Who Scales Better? Oracle? DB2? MySQL?
Oracle raced to the head of the pack throughout the 1990s by offering the most robust SMP scalability. So let me ask, if your application can be back-ended by Oracle executing within a virtual processor that represents only a portion of a socket, how scalable does the RDBMS kernel really need to be?

8 Responses to “Oracle Performance on Sun’s “Rock” Processors and Oracle Scalability”


  1. 1 Noons December 9, 2006 at 1:16 am

    “So let me ask, if your application can be back-ended by Oracle executing within a virtual processor that represents only a portion of a socket, how scalable does the RDBMS kernel really need to be?”

    Pah! I’ll show you 12 concurrent FTS on a multi-GB table as a result of a “coding glitch” and raise you a few more caused by a total lack of QA in application development! Glue that with complete lack of a clue in database design and you got the perfect recipe for a need for as much processing power as one can get.

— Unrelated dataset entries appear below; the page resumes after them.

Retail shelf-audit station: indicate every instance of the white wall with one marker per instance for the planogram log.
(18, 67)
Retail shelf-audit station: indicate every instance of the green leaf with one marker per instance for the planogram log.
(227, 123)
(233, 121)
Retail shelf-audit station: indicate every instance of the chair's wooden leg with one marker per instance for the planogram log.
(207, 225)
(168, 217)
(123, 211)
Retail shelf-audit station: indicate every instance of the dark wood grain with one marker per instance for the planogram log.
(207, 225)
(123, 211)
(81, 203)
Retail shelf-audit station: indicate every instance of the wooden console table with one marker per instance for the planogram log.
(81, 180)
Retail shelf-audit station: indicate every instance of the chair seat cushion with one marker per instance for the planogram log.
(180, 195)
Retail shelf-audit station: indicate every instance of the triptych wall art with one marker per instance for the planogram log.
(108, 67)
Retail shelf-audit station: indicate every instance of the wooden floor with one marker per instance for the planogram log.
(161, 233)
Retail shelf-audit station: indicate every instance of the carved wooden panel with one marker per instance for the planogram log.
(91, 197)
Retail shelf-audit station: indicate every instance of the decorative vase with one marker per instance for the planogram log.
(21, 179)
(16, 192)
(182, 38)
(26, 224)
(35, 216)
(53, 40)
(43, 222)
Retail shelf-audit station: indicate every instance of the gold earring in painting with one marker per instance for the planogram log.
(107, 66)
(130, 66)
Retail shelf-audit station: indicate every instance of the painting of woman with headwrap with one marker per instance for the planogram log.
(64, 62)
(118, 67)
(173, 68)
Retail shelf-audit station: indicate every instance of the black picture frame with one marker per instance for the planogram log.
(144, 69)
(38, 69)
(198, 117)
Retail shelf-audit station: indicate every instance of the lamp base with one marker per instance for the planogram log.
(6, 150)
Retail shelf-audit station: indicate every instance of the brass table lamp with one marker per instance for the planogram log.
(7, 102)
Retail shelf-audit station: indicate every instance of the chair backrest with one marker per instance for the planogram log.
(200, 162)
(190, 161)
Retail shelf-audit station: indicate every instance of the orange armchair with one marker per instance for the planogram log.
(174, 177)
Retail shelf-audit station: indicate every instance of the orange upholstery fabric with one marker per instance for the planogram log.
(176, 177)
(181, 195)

    “Roll on the multi-cored GHz: we’ll make your systems scalable, like it or not!” is the modern catch phrase. And everyone is gobbling it.

    I’m almost reminded of the late 70’s attitude that “there is no need to code efficient programs, faster CPUs are here for that, just code in Cobol!” and other blatant disregard for efficiency in the IT sphere.

    Those who ignore history are indeed condemned to repeat it.

  2. 2 kevinclosson December 9, 2006 at 2:29 am

    Well, it is impossible to have enough hardware for poor software and impossible not to have poor software. I think I’m following your point, Noons… thanks as always for the comment…

    I do think that a significant percentage of all Oracle databases out there will quite soon function nicely in a fraction of a socket. But I could be completely nuts. Remember, 50,000+ TpmC per core–now, what is next?

  3. 3 James Foronda December 9, 2006 at 4:32 pm

    I don’t think you’re nuts, Kevin. On the contrary, I’m starting to see cases where your prediction is coming true.

    I was trying to do a trackback from my blog to this post but I haven’t figured out yet how to do that in blogspot so here’s a link:

    http://jforonda.blogspot.com/2006/12/scaling-out.html

  4. 4 kevinclosson December 9, 2006 at 6:21 pm

    James,

    Uh, I’m glad you don’t think I’m nuts. Thanks for reading….

  5. 5 James Foronda December 9, 2006 at 9:11 pm

    Hey Kevin – I hope I didn’t offend you. The nuts was in reference to your “But I could be completely nuts.” reply to Noons’ comment.

    James

  6. 6 kevinclosson December 9, 2006 at 9:48 pm

    James,

    Oh no… no problem…thanks for reading

  7. 7 Amir Hameed December 10, 2006 at 3:51 am

    Kevin,
    With reference to your statement below:
    “OK, remind me again who actually needs to “scale-out” a database to multiple servers?”
    I am of the opinion that scale-out is not the only reason why people implenent RAC these days or at least that is not the primary reason that it should be implemented. RAC (if works properly) can help provide high-availability in the form of not only quickly failing over lost connections but can also help (again, if carefully designed) reduce the impact only to a certain percentage of connections that were lost by the failure of a certain node.

  8. 8 kevinclosson December 10, 2006 at 5:10 am

    Amir,

    Right you are. Thanks for reading!